The standards to which Egeland holds those who have written about Sylvia Plath (i.e. her peers) are both absurd and naïve. Some of the writing suggests Egeland is bored with her subject, such as this exemplary example from the chapter on "Critics": "The publication of Sylvia Plath's Collected Poems in 1981 gave critics an opportunity to reconsider her work and their own earlier reactions to it. Reviews once more covered the whole range" (my emphasis, 86). No duh. The book is littered with such banal and hollow-hearted statements.

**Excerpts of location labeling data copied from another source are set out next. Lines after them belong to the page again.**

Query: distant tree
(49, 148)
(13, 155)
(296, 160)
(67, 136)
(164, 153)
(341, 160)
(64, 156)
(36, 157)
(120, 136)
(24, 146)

Claiming Sylvia Plath is a foul effort at contributing to the literature about Sylvia Plath. The book is not such much about Sylvia Plath as it is about those have written about her. Egeland, as mentioned above the author of her own Norwegian language biography of Plath, takes on Critics, Feminists, Biographers, Psychologists, Friends, and those who "use and abuse" Plath. I, too, come somewhat under the gun in the "use and abuse" section, but feel I come out relatively unscathed. However, in the Biographers section, Egeland does not seem to hold herself to the same standard that she does Edward Butscher, Linda Wagner-Martin, Anne Stevenson, Paul Alexander, and Ronald Hayman. This is because she restricts her focus to English language works, but regardless it reeks of hypocrisy. Because her own biography of Plath is in her native tongue, we non-Norwegian speakers cannot therefore see how her own treatment of Plath is presumably better than those who have written about Plath's life in English.

Each chapter is set up with little chunks of text divided by subject or theme; this does make for easy reading and also allows one to skip around if particular area of study is not of interest. The notes are generally helpful though also frequently snotty. The reason to buy this book is the "Other Sources" in the Bibliography (the "Works by Sylvia Plath" section of the Bibliography is weak, as might be expected since the focus is less on Plath's creative and autobiographical writings than it is about the writing on Plath). However, it is good to a point. Stephen Tabor's bibliography is much better as it lists "everything" as it were, whereas Egeland only lists those articles to which she refers in the text. But it does update somewhat from Tabor. The section on the critics might have been better had she spent time focusing on the handful or so of reviews that appeared during Plath's lifetime (that Plath might have seen). Final verdict: For me, Claiming Sylvia Plath is a buzz kill. If you have to read it or are curious, check it out from your university library if they have it; but at circa $75 it might even be too pricey for them.

Lastly, the design of the book is awful. It is as heavy as a brick, is so tightly bound I probably developed tendinitis holding the pages open against the boards, and the dust wrapper flaps do not extend far enough, leading it to be constantly falling off the book. Furthermore, there is precious little space in the margin to comment on the text if one is prone to do so.